Thursday, January 24, 2013

What does it mean to be social?

This has been a topic on my mind for a while now. So I thought I would expand upon my thoughts. There has been a general understanding from those outside the Autism community that those on the Autism Spectrum are not social in the typical sense. The typical sense meaning that those that are social interact easily with those around them, make friends easily, and have little to no anxiety in comfortable social situations. Often when I am in a conversation about my son being on the Spectrum, it seems that the first perception seems to be that he is not social. There are probably many reasons for this. One being that he often will separate himself in large crowds. For example, we have had a lot of gatherings at our house in the past. When these happen, he will often go into another room and play the iPad. Sometimes he will engage with the other children for a period of time and then withdraw. Often these gatherings are noisy and a lot of children come.
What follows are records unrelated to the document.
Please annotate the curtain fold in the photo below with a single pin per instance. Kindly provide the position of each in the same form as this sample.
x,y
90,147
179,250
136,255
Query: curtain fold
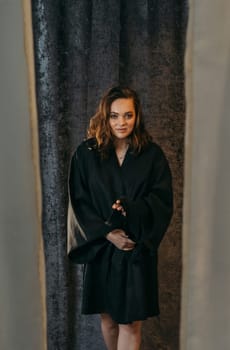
x,y
82,48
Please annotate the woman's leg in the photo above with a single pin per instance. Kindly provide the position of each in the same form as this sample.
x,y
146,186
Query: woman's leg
x,y
129,336
110,331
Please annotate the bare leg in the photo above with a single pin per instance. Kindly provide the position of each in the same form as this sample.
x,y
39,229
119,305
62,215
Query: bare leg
x,y
129,336
110,331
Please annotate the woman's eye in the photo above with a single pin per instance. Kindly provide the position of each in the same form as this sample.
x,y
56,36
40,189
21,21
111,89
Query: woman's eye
x,y
113,116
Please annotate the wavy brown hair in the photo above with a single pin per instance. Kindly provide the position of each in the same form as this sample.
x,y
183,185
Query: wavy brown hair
x,y
99,127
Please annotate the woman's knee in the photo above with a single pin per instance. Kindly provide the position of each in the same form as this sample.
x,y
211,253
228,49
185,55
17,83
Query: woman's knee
x,y
133,328
108,324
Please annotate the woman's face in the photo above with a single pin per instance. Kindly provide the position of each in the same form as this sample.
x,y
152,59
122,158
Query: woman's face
x,y
122,117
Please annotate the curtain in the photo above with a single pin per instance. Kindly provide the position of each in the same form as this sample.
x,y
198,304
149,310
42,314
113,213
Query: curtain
x,y
83,47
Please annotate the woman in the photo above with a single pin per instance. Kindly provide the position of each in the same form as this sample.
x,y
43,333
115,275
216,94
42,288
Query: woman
x,y
121,199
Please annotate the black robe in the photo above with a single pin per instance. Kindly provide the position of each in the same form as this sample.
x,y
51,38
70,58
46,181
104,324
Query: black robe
x,y
120,283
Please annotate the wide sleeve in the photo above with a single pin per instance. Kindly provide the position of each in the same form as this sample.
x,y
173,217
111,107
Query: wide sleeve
x,y
148,216
86,229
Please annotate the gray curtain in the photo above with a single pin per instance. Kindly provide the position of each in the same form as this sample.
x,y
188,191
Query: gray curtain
x,y
83,47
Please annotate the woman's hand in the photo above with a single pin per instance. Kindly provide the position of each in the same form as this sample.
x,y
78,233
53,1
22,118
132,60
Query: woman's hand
x,y
118,206
120,240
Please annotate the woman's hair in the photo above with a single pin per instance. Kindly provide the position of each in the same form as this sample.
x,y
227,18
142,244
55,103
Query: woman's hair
x,y
99,127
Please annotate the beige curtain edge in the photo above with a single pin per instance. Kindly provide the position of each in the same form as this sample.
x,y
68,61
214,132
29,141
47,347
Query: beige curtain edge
x,y
29,52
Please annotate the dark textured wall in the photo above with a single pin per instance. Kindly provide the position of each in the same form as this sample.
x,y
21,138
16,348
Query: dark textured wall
x,y
82,48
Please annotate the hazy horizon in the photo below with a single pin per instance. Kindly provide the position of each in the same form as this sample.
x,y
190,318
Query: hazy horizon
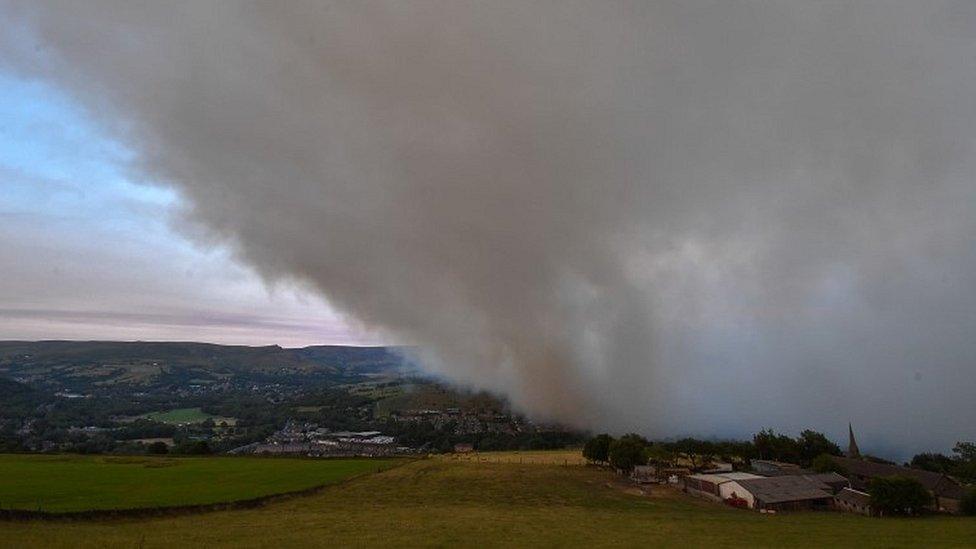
x,y
652,216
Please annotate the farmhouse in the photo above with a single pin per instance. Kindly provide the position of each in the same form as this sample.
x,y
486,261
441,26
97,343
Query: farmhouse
x,y
716,487
945,490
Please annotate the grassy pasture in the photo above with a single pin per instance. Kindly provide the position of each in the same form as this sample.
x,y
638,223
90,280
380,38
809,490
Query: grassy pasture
x,y
81,483
445,502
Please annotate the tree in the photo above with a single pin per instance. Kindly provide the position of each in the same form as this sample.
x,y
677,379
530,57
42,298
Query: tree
x,y
965,451
697,452
824,463
625,454
771,445
598,448
659,454
967,505
937,463
158,447
812,444
898,495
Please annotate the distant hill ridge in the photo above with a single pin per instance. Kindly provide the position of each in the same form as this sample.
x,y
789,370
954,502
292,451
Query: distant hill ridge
x,y
79,363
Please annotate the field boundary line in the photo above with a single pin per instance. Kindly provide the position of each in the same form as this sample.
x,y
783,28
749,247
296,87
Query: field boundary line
x,y
23,515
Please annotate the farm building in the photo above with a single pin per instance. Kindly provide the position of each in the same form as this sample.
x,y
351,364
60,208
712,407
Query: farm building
x,y
835,482
718,467
716,487
786,493
853,501
946,491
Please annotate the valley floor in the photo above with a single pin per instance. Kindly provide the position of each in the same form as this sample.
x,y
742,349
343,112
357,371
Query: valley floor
x,y
448,502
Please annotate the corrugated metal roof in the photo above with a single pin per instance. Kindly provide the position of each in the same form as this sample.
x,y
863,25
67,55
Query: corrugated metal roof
x,y
939,484
783,489
855,497
714,479
736,475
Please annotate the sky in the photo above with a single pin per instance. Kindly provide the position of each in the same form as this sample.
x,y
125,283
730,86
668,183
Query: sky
x,y
697,217
89,251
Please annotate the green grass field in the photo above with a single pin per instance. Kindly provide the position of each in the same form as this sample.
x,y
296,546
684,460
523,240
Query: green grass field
x,y
444,502
79,483
185,415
Another reason this is perceived often is because in typical social situations my son may growl instead of using words, sprint in the opposite direction, or lock his jaw, etc... These are not always typical reactions that people expect so a perception is made. However, often these reactions are due to a either anxiety, excitement, or a desire to engage. When he is really excited he may do repetitive behavior (toe dancing, hitting his stomach, or verbal noises).
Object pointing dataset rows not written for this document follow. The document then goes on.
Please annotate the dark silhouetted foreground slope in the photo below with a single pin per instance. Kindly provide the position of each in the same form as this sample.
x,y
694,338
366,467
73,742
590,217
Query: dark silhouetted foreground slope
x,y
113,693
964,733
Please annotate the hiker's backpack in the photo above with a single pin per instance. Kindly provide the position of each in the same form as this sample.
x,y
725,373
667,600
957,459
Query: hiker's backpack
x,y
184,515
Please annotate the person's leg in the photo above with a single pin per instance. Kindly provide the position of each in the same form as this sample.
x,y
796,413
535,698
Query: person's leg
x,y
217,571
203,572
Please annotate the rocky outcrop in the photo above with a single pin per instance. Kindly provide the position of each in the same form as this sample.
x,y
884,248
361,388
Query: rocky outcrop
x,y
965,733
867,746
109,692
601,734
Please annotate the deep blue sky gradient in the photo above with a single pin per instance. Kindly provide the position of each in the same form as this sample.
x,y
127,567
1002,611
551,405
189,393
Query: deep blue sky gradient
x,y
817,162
I have seen him put himself in uncomfortable positions and fight his anxiety because his desire to interact is that high. He has learned coping skills over time and become more socially aware of what other kiddos may not understand. Two years ago, for instance, he growled at everyone or screamed when someone engaged him. Now he will stay put often and fifty percent of the time give a reply with his dinosaur greeting as well. (:

As a therapist, I have come in contact with a lot of kiddos on the Spectrum, and I see the same desire. Often I see anxiety come from sensitivity to others' feelings or the chance of misunderstanding situations and doing the wrong thing. However, the desire is always there. The desire may not be to have 100 people around, but 1 or 2 is sufficient. The "typical" response may not always come but again the desire is always there to engage.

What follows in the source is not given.